Une manifestation contemporaine de cette évolution est le « colonialisme vert ». Ce terme désigne la nouvelle course aux « ressources critiques » telles que le cobalt et le lithium, nécessaires à la transition énergétique et à la production de véhicules électriques dans les pays du Nord. Les structures d’exploitation héritées de l’époque coloniale se perpétuent sous couvert de protection du climat, sans que les conséquences pour les populations locales – qui subissent perte de terres et exploitation – ne soient réellement prises en compte.
Le débat sur les facteurs internes
Il existe cependant aussi des voix critiques qui remettent en question le fait de se concentrer uniquement sur les dépendances néocoloniales.
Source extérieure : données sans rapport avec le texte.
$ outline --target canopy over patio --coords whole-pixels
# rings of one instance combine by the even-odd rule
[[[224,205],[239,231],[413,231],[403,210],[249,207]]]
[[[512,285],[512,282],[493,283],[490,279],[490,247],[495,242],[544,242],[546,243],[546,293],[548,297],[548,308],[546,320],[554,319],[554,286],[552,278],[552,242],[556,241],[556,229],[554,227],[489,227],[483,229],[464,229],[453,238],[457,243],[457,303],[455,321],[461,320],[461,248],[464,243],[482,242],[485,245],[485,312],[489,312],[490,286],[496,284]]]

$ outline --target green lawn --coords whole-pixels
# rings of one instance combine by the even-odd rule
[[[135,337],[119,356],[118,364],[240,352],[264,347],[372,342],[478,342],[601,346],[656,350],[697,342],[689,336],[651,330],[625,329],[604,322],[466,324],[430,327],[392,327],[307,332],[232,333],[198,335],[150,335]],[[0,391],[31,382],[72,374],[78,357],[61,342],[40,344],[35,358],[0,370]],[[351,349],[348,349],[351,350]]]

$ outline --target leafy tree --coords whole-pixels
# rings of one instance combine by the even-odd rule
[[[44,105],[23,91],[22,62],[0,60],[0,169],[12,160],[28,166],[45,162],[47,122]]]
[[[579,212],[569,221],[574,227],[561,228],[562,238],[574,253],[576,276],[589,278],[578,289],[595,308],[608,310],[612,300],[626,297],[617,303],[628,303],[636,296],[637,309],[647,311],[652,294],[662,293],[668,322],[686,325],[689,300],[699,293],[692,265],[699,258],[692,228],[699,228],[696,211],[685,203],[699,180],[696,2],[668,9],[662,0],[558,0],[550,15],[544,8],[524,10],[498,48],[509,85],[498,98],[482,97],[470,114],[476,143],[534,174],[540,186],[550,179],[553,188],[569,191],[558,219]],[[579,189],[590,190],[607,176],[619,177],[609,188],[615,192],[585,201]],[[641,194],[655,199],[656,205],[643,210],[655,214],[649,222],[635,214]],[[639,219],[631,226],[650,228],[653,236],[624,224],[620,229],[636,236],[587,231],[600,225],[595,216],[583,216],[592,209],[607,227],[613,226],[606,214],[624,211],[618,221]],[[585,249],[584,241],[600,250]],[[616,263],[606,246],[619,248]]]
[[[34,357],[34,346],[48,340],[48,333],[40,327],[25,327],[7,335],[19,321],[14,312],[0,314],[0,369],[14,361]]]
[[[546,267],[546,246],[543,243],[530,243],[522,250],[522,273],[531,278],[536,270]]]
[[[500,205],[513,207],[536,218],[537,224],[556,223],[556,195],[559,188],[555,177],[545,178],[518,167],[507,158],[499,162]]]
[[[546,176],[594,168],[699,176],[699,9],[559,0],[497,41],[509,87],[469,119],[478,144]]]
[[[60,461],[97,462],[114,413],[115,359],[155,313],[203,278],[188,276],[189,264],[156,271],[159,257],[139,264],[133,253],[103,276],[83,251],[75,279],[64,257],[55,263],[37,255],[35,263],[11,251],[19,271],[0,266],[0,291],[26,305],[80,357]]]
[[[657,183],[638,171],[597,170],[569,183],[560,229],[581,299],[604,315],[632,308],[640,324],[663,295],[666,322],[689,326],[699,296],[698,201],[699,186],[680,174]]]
L’analyse de la Konrad-Adenauer-Stiftung (KAS) souligne que des facteurs internes tels que la « mauvaise gouvernance, la corruption et la mauvaise gestion » entravent considérablement le développement économique de l’Afrique. Il est avancé que, soixante ans après l’indépendance, il n’est plus possible d’attribuer systématiquement la responsabilité aux puissances extérieures. L’évolution économique très différente des États africains depuis leur indépendance met en lumière l’importance des choix internes et des stratégies d’exportation.
Cependant, ces deux perspectives – la dépendance externe et les problèmes internes – ne sont pas de simples opposés. Elles révèlent un cercle vicieux fatal. Le colonialisme a créé les bases institutionnelles et sociales de la corruption et de la mauvaise gestion en détruisant des systèmes politiques fonctionnels, en ne laissant pas de personnel qualifié pour une administration indépendante et en déformant les systèmes économiques. Ces faiblesses internes rendent à leur tour les États africains vulnérables à l’exploitation par les entreprises multinationales, qui profitent de la corruption et du népotisme pour obtenir des conditions favorables. La stagnation de nombreuses économies africaines ne s’explique donc pas uniquement par de mauvaises décisions postcoloniales, mais par une déformation économique historique qui a entravé dès le départ une industrialisation durable.
6. Conclusion : Un héritage riche et la voie vers l’avenir
La distinction entre colonialisme et impérialisme revêt une importance fondamentale pour une analyse du point de vue africain. Tandis que l’impérialisme représente la doctrine globale, le colonialisme en est la mise en œuvre concrète et physique, avec des conséquences dévastatrices. La véritable différence ne réside cependant pas dans la définition, mais dans la manifestation et les conséquences spécifiques à long terme, qui ne peuvent être comprises qu’à travers une analyse détaillée de la pratique historique et de ses répercussions psychosociales.
Malgré des siècles d’exploitation et d’oppression, l’Afrique a fait preuve d’une grande résilience. La résistance anticoloniale et la quête continue d’autodétermination sont des aspects centraux de l’histoire africaine. La revitalisation des langues autochtones, le renforcement des discours postcoloniaux et l’affirmation croissante de l’agency africaine dans les forums multilatéraux témoignent de cette résilience. L’avenir exige une déconstruction cohérente des schémas de pensée coloniaux, un travail approfondi sur sa propre histoire et le dépassement des dépendances structurelles. Ce n’est qu’en s’engageant pleinement avec l’héritage du colonialisme que l’Afrique pourra réaliser son potentiel pour un avenir autodéterminé et juste.